Mediterranean Tuna Salad
Equipment
- Mixing Bowl
- Knife
- Cutting Board
- Measuring Spoons
- Spoon
Ingredients
- 6 ounces tuna (in spring water) canned or jarred; recommend Safe Catch
- 1/2 cup artichoke hearts diced
- 1/2 cup kalamata olives pitted and chopped
- 1 roasted red pepper chopped
- 1/4 cup fresh parsley chopped
- 2 tablespoons fresh basil leaves slivered
- 3 tablespoons olive oil
- 1 lemon lemon juiced
- salt to taste
- black pepper freshly ground, to taste
Instructions
- Drain the tuna and place it in a mixing bowl; flake with a fork if needed.

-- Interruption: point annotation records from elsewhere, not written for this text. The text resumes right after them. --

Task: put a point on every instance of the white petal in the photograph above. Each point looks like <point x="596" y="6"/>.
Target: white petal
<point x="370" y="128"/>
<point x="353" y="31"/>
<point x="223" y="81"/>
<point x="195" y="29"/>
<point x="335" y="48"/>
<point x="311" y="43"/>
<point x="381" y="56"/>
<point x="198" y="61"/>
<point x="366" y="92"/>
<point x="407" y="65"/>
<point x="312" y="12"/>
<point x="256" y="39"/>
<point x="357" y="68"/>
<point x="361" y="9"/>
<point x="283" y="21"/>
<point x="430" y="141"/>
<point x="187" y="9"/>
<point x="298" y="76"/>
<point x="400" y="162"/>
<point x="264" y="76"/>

- Add the diced artichoke hearts, chopped kalamata olives, chopped roasted red pepper, chopped parsley, and slivered basil to the bowl.
- Pour in the olive oil and lemon juice, then toss gently to combine all ingredients evenly.
- Season with salt and freshly ground black pepper to taste, then chill until ready to serve.
- Serve the tuna salad in lettuce leaves, on a baguette, or with whole-grain crackers.
Notes
- Use high-quality tuna packed in spring water for best flavor.
- Adjust olive oil and lemon to reach desired dressing consistency.
- Chill briefly to allow flavors to meld.